New: rrr-client allows instant mirroring, and should be used on official public mirrors where possible. See instant mirroring instructions.
rsync is the best tool if you need to mirror the whole of CPAN or if you are providing a public mirror. Rsync Instructions.
Only use FTP if these other methods are absolutely impossible. Never mirror with HTTP - you will end up with a million duplicate files in tens of gigabytes.

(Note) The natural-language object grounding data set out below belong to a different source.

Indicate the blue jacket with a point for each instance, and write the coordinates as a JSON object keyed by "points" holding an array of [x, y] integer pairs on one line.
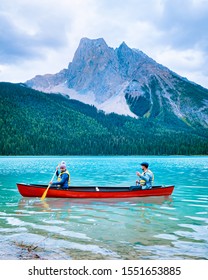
{"points": [[148, 177], [63, 180]]}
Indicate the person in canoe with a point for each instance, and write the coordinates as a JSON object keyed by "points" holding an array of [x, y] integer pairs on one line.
{"points": [[63, 179], [146, 178]]}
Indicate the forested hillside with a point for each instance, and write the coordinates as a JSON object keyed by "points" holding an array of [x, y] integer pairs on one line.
{"points": [[35, 123]]}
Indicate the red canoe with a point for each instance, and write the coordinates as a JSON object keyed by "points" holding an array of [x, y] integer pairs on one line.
{"points": [[33, 190]]}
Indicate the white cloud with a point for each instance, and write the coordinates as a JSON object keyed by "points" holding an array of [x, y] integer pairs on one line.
{"points": [[42, 36]]}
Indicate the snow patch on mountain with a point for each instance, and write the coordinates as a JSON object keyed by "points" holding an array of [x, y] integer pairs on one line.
{"points": [[116, 104]]}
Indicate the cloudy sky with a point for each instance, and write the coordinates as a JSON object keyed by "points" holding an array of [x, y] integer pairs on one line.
{"points": [[41, 36]]}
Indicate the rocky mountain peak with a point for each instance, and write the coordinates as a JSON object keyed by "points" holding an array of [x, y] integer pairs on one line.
{"points": [[127, 81]]}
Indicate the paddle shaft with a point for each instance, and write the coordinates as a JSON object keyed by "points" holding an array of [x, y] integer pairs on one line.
{"points": [[45, 192]]}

Which CPAN Mirror should I use?
You can find your nearest rsync enabled site on http://www.cpan.org/SITES.html, or use mirrors.json especially if you are building a tool which lets the user select a mirror.
You can also sync from
"tier 1 mirrors"), though you currently might get better
performance from a "local" mirror.
Please limit to once or twice a day. For more frequent updates please see Instant mirroring.
On Unix systems
/usr/bin/rsync -av --delete cpan-rsync.perl.org::CPAN /project/CPAN/
Using 'crontab' you can make rsync run once a day, for example
40 4 * * * sleep $(expr $RANDOM \% 7200); /usr/bin/rsync -a --delete cpan-rsync.perl.org::CPAN /project/CPAN/
The "sleep $(...);" statement makes the command delay up to 2 hours before running rsync; the advantage of this is that you (and everybody else) won't access the mirror at the same time.
Unless you are mirroring to an SSD you might get timeouts using --delete-after when many symlinks are being purged. Using --delete will work properly.

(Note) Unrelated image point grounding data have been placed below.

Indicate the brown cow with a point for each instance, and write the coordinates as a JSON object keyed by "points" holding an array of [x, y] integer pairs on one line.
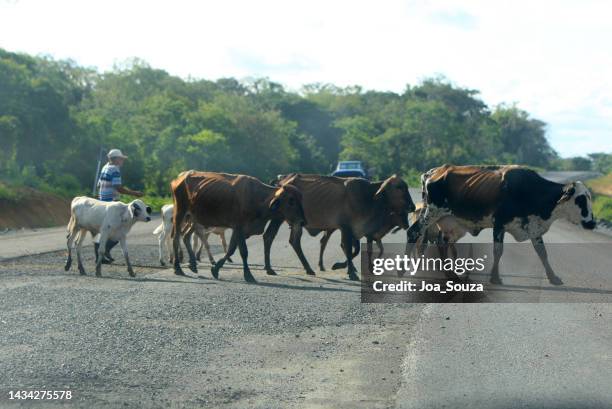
{"points": [[355, 206], [243, 203], [392, 221]]}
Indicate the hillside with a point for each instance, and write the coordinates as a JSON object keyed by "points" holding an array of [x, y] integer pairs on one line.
{"points": [[31, 208]]}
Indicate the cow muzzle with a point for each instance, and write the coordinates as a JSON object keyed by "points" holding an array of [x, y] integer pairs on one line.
{"points": [[590, 225]]}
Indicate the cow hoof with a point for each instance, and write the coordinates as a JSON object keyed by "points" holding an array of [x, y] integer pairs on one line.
{"points": [[496, 280], [555, 280], [353, 276]]}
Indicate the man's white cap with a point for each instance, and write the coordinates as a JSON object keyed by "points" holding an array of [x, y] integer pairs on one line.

If you have a problem with permissions (files are created with mode
-rw-------), set umask in your cronjob :
40 4 * * * umask 022 ; sleep ... ; /usr/bin/rsync ...
The umask 022 allows rsync to set proper permissions for files and directories.
On Windows systems
C:\Program Files\Rsync\rsync -av --delete cpan-rsync.perl.org::CPAN /project/CPAN/
Using the 'AT' tool, you can schedule rsync to run daily, for example:
AT 20:00 /every:M,T,W,Th,F,S,Su "C:\Program Files\Rsync\rsync -a --delete cpan-rsync.perl.org::CPAN /project/CPAN/"
How do I create a public mirror?
- We are not currently adding new public mirrors.
"Instant mirroring" keeps your CPAN mirror up-to-date by continuously tracking the CPAN master; picking up the changes from the master, a short time (minutes) after they occur.
Instant mirroring is used for all Tier 1 mirrors (so cpan-rsync.perl.org stays in sync across mirrors).
To use "instant mirroring", you need a special client: "rrr-client" or "iim".
"rrr-client" is part of the File::Rsync::Mirror::Recent
(also known as
rrr) package ; it is the official client, used
on the CPAN master to get updates from PAUSE : the true heart and soul of "all things
perl", see the setup
guide for more details.
"iim" is an alternative for "rrr-client" ; basically it does the same thing, but it is more efficient (on start-up) and has some features that may be helpful to CPAN mirror operators.